In 1868, George Otis Alexander, then assistant surgeon general of the United States Army, circulated an order among military physicians requiring them to help the Army Medical Museum’s effort to build its collection of Native crania. The museum had already amassed 143 skulls and wanted to add more.

“The chief purpose … in forming this collection,” Alexander explained, “is to aid in the progress of anthropological science by obtaining measurements of a large number of skulls of aboriginal races of North America.”

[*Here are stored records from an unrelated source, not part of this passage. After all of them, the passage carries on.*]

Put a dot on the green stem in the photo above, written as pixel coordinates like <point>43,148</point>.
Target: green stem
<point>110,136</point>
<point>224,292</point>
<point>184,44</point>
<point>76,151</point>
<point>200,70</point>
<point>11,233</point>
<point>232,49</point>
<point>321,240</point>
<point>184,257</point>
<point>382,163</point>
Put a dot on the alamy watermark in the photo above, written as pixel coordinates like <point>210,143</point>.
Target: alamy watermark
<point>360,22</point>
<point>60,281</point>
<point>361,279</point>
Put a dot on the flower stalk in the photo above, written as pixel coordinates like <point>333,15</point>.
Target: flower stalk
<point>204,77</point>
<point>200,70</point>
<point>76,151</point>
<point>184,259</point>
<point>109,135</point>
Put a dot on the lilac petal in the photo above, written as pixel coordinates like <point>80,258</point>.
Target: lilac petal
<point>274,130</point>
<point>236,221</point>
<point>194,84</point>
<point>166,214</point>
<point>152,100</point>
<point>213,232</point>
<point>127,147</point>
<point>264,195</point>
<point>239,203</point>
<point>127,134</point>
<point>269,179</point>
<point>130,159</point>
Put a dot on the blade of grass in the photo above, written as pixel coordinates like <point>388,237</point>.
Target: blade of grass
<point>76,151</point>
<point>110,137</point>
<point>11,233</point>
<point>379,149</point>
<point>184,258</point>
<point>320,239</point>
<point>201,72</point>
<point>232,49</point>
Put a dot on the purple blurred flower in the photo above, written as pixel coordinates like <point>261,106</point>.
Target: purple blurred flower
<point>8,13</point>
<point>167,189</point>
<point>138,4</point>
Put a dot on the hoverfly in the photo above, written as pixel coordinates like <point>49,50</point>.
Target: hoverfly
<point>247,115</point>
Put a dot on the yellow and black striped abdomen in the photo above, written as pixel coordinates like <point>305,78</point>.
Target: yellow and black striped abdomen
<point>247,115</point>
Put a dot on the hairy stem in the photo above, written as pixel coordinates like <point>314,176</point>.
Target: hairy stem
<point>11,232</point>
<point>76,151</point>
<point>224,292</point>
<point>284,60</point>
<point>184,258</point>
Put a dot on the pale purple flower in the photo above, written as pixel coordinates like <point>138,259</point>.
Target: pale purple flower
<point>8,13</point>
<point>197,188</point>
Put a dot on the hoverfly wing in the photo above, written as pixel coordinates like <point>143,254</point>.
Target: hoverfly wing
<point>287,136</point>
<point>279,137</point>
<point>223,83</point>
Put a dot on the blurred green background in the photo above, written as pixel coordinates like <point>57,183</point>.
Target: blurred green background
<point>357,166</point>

The official purpose for collecting Indian skulls was comparative study of racial differences. George A. Otis, MD, of the Army Medical Museum, after studying the “osteological peculiarities” of the skulls collected up to 1870, announced that America’s Native peoples “must be assigned a lower position in the human scale than has been believed heretofore.” Lewis Henry Morgan, a pioneering physical anthropologist who had sought unsuccessfully to be appointed Indian Affairs commissioner, wrote that Native Americans “have the skulls and brains of barbarians, and must grow toward civilization.” Thus did the crude, pseudo-Darwinist science of the time support herding Natives on to reservations to learn English and farming.

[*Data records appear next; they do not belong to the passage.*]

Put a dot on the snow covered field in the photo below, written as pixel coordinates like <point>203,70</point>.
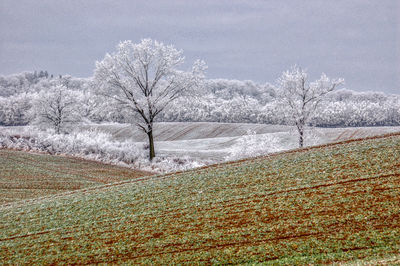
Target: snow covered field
<point>179,146</point>
<point>219,141</point>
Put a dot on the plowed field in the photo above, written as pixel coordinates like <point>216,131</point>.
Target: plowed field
<point>26,175</point>
<point>333,203</point>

 This image of Black Jim was among those taken by Louis Herman Heller during and after The Modoc War. (Housed at: Beinecke Rare Book and Manuscript Library)

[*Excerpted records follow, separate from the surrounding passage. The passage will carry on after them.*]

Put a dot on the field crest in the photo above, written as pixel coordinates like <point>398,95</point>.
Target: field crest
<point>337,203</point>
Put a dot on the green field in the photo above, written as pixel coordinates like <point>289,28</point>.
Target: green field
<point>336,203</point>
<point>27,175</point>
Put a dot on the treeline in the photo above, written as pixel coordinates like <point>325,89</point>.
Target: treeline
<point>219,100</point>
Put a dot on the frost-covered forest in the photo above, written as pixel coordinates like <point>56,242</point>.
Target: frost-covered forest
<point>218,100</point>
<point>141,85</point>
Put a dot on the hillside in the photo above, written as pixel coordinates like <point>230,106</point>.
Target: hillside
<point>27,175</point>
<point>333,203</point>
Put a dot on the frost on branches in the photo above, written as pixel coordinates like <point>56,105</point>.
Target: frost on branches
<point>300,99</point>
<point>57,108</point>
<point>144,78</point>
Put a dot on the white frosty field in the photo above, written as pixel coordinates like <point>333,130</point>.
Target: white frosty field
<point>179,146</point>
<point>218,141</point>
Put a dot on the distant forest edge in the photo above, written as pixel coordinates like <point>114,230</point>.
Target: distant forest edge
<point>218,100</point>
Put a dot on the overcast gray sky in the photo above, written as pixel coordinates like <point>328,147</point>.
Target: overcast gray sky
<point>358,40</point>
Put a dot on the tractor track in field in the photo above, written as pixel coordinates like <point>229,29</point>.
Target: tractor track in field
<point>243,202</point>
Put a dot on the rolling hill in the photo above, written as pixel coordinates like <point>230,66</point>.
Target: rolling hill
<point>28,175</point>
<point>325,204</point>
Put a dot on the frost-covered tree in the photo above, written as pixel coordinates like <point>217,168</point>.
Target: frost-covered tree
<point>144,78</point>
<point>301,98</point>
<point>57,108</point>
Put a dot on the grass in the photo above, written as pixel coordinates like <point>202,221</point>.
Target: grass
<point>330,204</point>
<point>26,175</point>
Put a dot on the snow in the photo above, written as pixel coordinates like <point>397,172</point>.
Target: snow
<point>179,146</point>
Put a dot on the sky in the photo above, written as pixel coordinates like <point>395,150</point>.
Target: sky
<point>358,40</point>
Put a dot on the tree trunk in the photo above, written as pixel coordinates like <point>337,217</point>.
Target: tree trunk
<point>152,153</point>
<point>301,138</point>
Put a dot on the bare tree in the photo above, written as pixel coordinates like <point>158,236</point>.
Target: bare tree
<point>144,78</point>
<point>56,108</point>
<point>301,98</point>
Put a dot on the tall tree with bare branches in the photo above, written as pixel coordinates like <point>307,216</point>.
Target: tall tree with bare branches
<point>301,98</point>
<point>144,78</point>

This image of Black Jim was among those taken by Louis Herman Heller during and after The Modoc War. (Housed at: Beinecke Rare Book and Manuscript Library)

Army doctors in Indian country could augment the collection by gathering skulls and forwarding them to Washington and the Army Medical Museum. Accurate statistical analysis required as many specimens as possible: “… it is chiefly desired to procure sufficiently large series of adult crania of the principal Indian tribes to furnish accurate average estimates. Medical officers will enhance the value of their contributions by transmitting with the specimens the fullest attainable memoranda, specifying the locality where the skulls were derived, the presumed age and sex….”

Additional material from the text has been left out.